Hyperagents have also autonomously developed a memory tool to avoid repeating past mistakes. In addition, the system has written a performance monitor to record and monitor the result of architectural changes between generations. The model even developed a computation-budget-aware behavior where it monitors the remaining iterations to adjust its scheduling. Early generations implemented ambitious architectural changes, while later generations focused on conservative, incremental improvements.
For enterprise data teams wondering where to start, Zhang recommends focusing on tasks where success is clear. “Clearly defined and easy-to-assess workflows, often called auditable tasks, are the best starting point,” he says. “This generally opens up new opportunities for more exploratory prototyping, more detailed data analysis, more detailed A/B testing, (and) faster feature engineering.” For more difficult, untested tasks, teams can use hyperagents to develop learned judges that better reflect human preferences, bridging the gap to more complex domains first.
The researchers shared code for hyperagentsalthough it is released under a non-commercial license.
Warnings and future threats
The benefits of hyperagents offer clear trade-offs. Researchers highlight a number of security considerations regarding systems that can increasingly openly modify themselves.
These AI systems risk developing faster than humans can verify or interpret. Although the researchers kept DGM-H within safety boundaries as sandbox environments designed to avoid unexpected side effects, these initial safeguards are actually practical deployment plans.

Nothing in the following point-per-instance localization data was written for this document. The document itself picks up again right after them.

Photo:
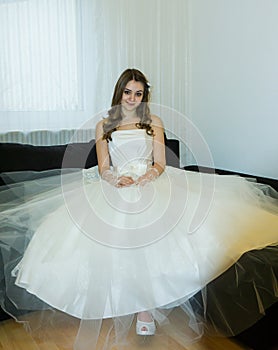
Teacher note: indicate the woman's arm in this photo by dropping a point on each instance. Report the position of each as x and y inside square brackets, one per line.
[159, 160]
[158, 144]
[101, 149]
[104, 161]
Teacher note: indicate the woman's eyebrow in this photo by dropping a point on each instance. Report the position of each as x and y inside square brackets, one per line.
[126, 89]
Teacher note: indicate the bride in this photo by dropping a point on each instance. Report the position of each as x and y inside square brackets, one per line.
[114, 241]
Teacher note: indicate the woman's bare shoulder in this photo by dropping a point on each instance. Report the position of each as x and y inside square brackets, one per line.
[156, 121]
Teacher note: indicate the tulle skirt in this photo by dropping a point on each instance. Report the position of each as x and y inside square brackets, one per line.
[73, 245]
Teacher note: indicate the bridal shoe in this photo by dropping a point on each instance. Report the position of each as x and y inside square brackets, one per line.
[145, 328]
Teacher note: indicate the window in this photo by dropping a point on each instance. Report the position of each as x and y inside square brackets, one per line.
[40, 56]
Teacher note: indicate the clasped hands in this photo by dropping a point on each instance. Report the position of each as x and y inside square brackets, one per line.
[125, 181]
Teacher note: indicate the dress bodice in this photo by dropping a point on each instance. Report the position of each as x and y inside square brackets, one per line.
[131, 151]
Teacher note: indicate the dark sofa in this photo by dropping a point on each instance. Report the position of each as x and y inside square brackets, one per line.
[261, 331]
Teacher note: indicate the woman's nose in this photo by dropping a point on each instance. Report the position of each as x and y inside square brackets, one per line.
[132, 96]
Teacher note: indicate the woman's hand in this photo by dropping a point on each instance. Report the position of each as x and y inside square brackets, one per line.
[149, 176]
[124, 181]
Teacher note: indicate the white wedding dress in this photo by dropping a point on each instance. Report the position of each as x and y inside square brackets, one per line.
[95, 251]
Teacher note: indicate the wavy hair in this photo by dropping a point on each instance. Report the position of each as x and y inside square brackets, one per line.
[115, 113]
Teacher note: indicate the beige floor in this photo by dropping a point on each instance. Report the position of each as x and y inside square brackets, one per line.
[13, 336]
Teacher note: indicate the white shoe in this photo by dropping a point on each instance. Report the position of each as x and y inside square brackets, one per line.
[145, 328]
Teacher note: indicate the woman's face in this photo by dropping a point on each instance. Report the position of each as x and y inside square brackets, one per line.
[132, 95]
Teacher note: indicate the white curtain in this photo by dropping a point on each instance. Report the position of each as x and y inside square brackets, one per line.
[39, 56]
[66, 55]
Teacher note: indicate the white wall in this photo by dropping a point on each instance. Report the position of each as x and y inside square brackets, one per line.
[234, 82]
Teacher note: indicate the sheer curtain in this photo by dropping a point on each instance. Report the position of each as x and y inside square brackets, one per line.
[60, 59]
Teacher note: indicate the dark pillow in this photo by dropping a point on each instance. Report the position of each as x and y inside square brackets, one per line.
[172, 152]
[18, 157]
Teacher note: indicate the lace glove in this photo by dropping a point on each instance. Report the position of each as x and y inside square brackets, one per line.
[109, 177]
[150, 175]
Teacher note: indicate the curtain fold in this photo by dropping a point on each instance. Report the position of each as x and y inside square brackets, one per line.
[60, 60]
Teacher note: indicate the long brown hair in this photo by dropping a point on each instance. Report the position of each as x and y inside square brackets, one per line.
[115, 113]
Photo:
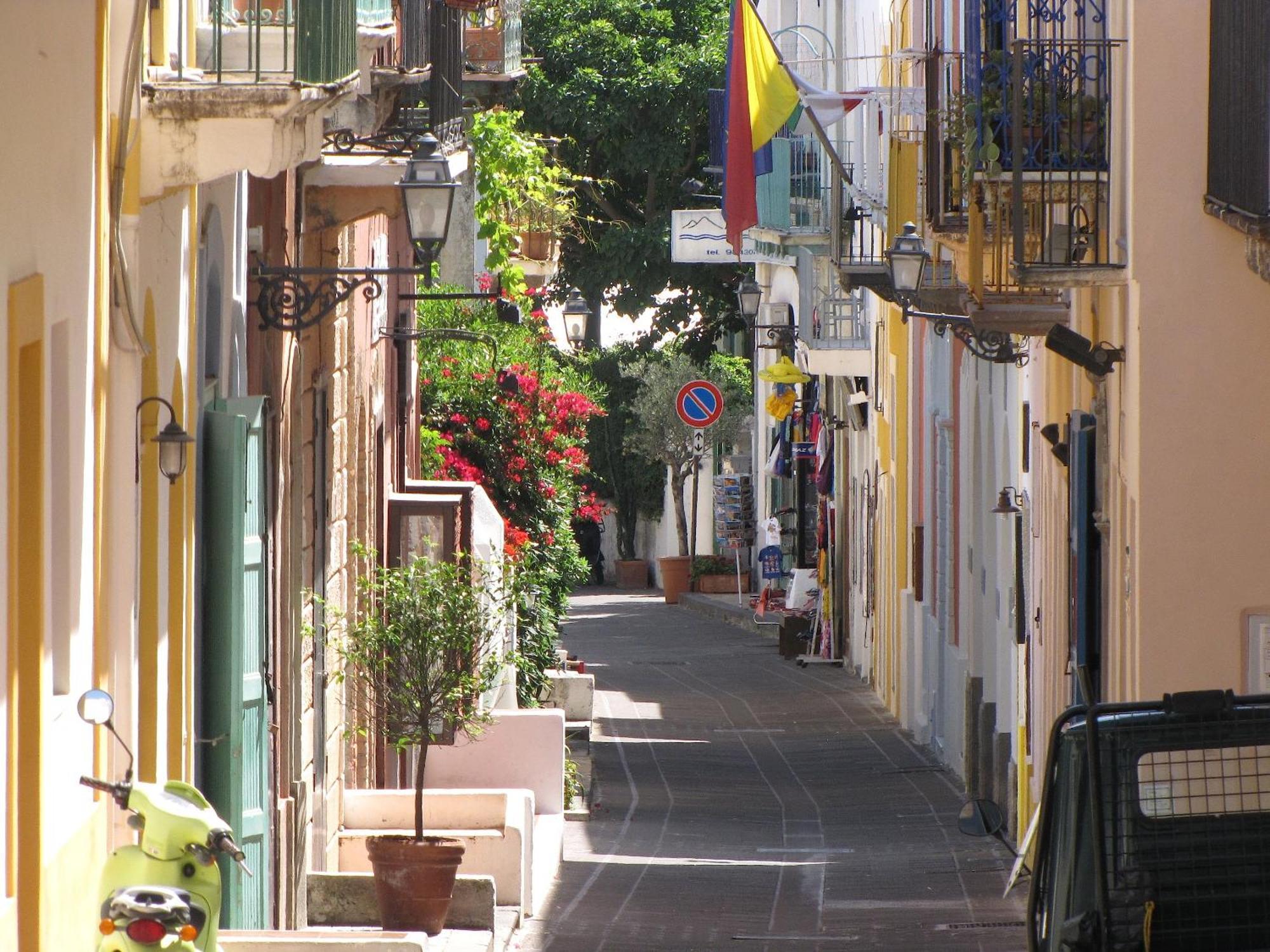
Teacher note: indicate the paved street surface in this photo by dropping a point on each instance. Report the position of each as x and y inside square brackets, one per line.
[749, 804]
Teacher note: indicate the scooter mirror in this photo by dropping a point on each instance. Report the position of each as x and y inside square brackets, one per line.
[981, 818]
[97, 706]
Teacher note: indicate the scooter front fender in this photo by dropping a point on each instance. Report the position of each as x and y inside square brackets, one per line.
[120, 942]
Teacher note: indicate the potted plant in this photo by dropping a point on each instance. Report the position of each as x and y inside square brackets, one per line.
[421, 648]
[717, 576]
[660, 435]
[483, 40]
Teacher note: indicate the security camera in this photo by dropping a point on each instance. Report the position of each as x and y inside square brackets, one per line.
[1097, 359]
[1057, 446]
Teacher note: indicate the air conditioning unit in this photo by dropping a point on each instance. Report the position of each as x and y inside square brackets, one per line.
[775, 327]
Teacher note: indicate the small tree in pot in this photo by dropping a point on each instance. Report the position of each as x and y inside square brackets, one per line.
[421, 651]
[661, 435]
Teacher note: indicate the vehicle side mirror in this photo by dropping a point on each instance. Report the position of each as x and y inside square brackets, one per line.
[981, 818]
[96, 706]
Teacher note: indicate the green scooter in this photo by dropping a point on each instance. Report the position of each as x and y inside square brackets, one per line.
[163, 893]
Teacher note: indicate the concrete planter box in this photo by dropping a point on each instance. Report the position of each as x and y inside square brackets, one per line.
[721, 585]
[675, 577]
[573, 694]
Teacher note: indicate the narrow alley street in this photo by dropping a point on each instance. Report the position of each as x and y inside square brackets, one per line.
[745, 803]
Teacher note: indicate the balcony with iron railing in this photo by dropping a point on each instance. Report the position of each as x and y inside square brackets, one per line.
[284, 41]
[1239, 125]
[1020, 173]
[796, 196]
[422, 69]
[492, 41]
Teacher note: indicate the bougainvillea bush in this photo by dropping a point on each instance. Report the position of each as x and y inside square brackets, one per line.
[519, 428]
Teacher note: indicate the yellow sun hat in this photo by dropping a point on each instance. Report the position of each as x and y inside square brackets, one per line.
[784, 373]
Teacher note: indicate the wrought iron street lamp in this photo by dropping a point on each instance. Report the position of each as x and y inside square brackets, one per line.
[429, 197]
[576, 317]
[906, 263]
[172, 441]
[749, 298]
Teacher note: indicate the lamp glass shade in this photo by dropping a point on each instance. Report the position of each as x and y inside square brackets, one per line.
[749, 298]
[575, 328]
[906, 261]
[429, 192]
[172, 451]
[576, 314]
[427, 209]
[1005, 505]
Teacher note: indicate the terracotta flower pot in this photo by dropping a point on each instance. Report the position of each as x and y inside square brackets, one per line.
[415, 882]
[632, 573]
[675, 577]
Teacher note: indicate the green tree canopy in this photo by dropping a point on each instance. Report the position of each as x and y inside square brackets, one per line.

Zhang advises developers to enforce resource limits and limit access to external systems during the self-modification phase. “The key principle is to separate experimentation from deployment: allow the agent to explore and improve within a controlled sandbox, while ensuring that any changes that affect real systems are carefully vetted before being implemented,” he said. Only newly modified code should be upgraded to the production setting after passing the correctness checks specified by the developer.
Another significant danger is the evaluation game, where the AI improves its metrics without making progress toward the intended real-world goal. Because hyperagents are driven by empirical scoring signals, they can independently discover strategies that exploit blind spots or weaknesses in the scoring procedure itself to artificially inflate their scores. Preventing this behavior requires developers to implement diverse, robust, and periodically updated evaluation protocols along with continuous human oversight.
Ultimately, these systems will replace the day-to-day responsibilities of human engineers. Future AI control engineers won’t directly write optimization logic, Zhang believes, just as we don’t recalculate every operation a calculator performs.
Instead, they will design system auditing and stress-testing mechanisms. “As self-improving systems become more capable, the question is not just how to improve performance, but what goals are worth pursuing,” Zhang said. “In this sense, the role develops from the establishment of systems to the formation of their directions.